Friday, January 4, 2013

Open or Closed? Here's a vote for memories over molecules

Years ago, my Gran passed away.

 

Gran was the name we called my mother's father.

 

He was full of personality.

 

Blind in his later years, he continued playing piano using unique chords reminiscent of George Shearing.

 

An elegant beauty to his music.

 

He established our family's Society of Chocolate Lovers, making a fudge with his secret formula  passed down the ages and carefully guarded by his grandchildren.

 

Visiting Cleveland, he made a beeline for Mitchell's.

 

Mitchell's is a tiny shop in Cleveland Heights where Mr.
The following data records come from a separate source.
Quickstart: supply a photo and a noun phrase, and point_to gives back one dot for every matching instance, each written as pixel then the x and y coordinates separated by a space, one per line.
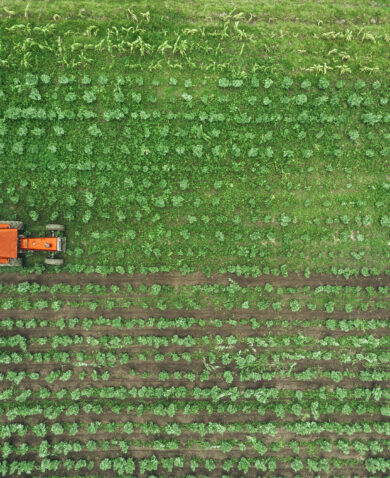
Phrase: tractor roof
pixel 8 243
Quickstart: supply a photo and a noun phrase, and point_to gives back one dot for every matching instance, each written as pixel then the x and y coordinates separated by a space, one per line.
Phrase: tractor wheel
pixel 17 262
pixel 55 227
pixel 53 262
pixel 14 224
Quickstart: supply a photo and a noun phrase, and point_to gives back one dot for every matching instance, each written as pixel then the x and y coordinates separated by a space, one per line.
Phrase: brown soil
pixel 119 374
pixel 204 313
pixel 196 278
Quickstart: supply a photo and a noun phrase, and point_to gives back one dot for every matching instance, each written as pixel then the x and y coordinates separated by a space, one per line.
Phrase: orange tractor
pixel 13 244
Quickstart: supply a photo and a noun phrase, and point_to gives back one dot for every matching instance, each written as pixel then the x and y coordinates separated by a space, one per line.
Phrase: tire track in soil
pixel 196 332
pixel 175 278
pixel 235 452
pixel 68 312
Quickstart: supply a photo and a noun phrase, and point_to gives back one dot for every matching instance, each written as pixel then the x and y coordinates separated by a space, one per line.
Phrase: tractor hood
pixel 8 243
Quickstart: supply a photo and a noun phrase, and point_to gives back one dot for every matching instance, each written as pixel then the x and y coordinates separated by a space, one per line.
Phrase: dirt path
pixel 204 313
pixel 197 278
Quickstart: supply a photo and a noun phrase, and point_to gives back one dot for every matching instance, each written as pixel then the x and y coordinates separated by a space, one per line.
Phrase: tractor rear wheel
pixel 15 262
pixel 55 227
pixel 53 262
pixel 14 224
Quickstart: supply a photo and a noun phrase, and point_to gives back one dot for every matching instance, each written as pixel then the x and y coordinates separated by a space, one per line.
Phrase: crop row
pixel 305 409
pixel 267 428
pixel 101 81
pixel 142 466
pixel 267 341
pixel 65 447
pixel 244 361
pixel 186 323
pixel 182 302
pixel 32 288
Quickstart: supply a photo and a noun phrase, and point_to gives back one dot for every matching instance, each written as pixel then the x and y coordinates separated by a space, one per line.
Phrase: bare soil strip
pixel 196 278
pixel 204 313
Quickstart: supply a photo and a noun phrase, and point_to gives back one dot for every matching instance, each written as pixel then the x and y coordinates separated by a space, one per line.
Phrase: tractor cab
pixel 13 244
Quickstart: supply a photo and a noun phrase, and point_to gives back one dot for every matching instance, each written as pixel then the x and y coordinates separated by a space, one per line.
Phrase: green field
pixel 222 171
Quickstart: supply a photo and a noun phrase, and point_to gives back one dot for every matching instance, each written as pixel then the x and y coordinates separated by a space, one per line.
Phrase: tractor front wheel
pixel 14 224
pixel 55 227
pixel 54 262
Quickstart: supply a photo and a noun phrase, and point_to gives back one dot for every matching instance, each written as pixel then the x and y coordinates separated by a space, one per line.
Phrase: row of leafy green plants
pixel 185 323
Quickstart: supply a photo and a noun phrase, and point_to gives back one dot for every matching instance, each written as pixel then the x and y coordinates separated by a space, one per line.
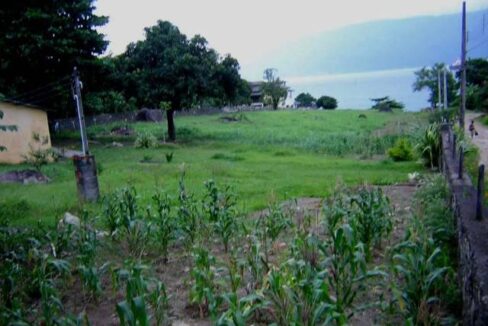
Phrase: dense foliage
pixel 428 78
pixel 41 42
pixel 477 84
pixel 385 104
pixel 326 102
pixel 274 89
pixel 304 100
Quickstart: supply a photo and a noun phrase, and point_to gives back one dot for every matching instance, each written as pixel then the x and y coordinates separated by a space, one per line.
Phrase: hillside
pixel 380 45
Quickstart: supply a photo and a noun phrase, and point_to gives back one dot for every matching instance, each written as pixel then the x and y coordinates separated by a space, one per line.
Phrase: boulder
pixel 152 115
pixel 24 177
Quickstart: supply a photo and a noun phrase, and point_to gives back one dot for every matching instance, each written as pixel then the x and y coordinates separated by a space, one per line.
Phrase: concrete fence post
pixel 453 146
pixel 480 192
pixel 461 163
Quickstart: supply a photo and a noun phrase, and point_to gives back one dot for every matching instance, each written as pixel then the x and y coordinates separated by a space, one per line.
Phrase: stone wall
pixel 472 238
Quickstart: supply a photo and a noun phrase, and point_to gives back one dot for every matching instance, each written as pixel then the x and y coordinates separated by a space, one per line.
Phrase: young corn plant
pixel 305 247
pixel 275 291
pixel 221 212
pixel 132 311
pixel 270 226
pixel 46 270
pixel 136 229
pixel 110 214
pixel 240 311
pixel 204 289
pixel 344 260
pixel 309 293
pixel 256 262
pixel 159 301
pixel 371 218
pixel 164 222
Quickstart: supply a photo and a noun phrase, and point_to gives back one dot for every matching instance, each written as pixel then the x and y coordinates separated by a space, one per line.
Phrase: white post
pixel 445 88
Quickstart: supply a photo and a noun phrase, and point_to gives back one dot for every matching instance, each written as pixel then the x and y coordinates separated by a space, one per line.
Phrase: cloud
pixel 248 29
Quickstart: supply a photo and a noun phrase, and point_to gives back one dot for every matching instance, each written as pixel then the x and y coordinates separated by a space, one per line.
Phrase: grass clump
pixel 145 140
pixel 227 157
pixel 402 150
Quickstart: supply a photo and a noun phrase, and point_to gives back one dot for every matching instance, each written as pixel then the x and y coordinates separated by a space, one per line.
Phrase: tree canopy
pixel 41 42
pixel 327 102
pixel 477 84
pixel 428 78
pixel 274 89
pixel 305 100
pixel 168 67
Mitchell makes  concoctions that put this legendary candy emporium on the map when his mom and dad established it in 1939.

 

A fluffy whipped mint  marshmallow filling encased in a thick dark chocolate shell.

 

I've never tasted anything as unique and delicious anywhere on earth.

 

Gran was a West Point graduate  who charged up San Juan Hill with Teddy Roosevelt.

 

He was filled with what the French call "Joie de Vivre".

 

The joy of life.

 

A friend of Gran's came to the wake,  explaining that he wouldn't glance at the body  in the open casket.

 

"I want to remember him the way he was: so alive!"

 

I agree.

 

My friends, this column is not about a great man's death.

 

It's about the good sense in keeping caskets closed.

 

Research tells us  viewing the body has psychological value.

 

Looking at the remains helps communicate the reality that the loved one is gone.

 

Baloney.

 

We are  logical and sophisticated.

 

We know what death is.

 

Our bodies are merely the box our souls are packaged in.

 

We don't need to remember someone by standing around and staring at that empty box.

 

I am not this frail shell.

 

I am the time I made myself late by stopping to get the newspaper for my mother-in-law.

 

I'm the jerk who opens a  new carton of milk even though there's still a little bit left in the previously opened carton.

 

I am all the acts of love or selfishness or shame or courage that paint the picture of my life.

 

We  paint this canvas throughout our lives from  pallets of varied behavior and experience.

 

Think about the life of the one we've lost and treasure the great memories.

 

Recall the example set by that life.

 

Examine that self-portrait.

 

Take care of that box while you're stuck with it.

 

But after you're gone, we should remember the contents, not the box.

 

Funeral directors may disagree but I'm convinced.

 

Take the position of prayer on that kneeler in front of the coffin and offer a petition for God to embrace the  eternal soul.

 

Why would you take a long wooden box and open it up to display another box inside?

 

Please don't distract me with the packaging.

 

Celebrate the life.

 

Not the wrapper it came in.

 

It wasn't that complex configuration of carbon molecules that fought with Teddy's Rough Riders.

 

It was the man inside.

 

Let me see that man.

 

Close the  casket.

1 comment:

  1. I enjoy the column in the News-Herald because it gets me to think and make my own evaluations. Everyone has their own perspective- thanks for taking the time to share your ideas and experiences.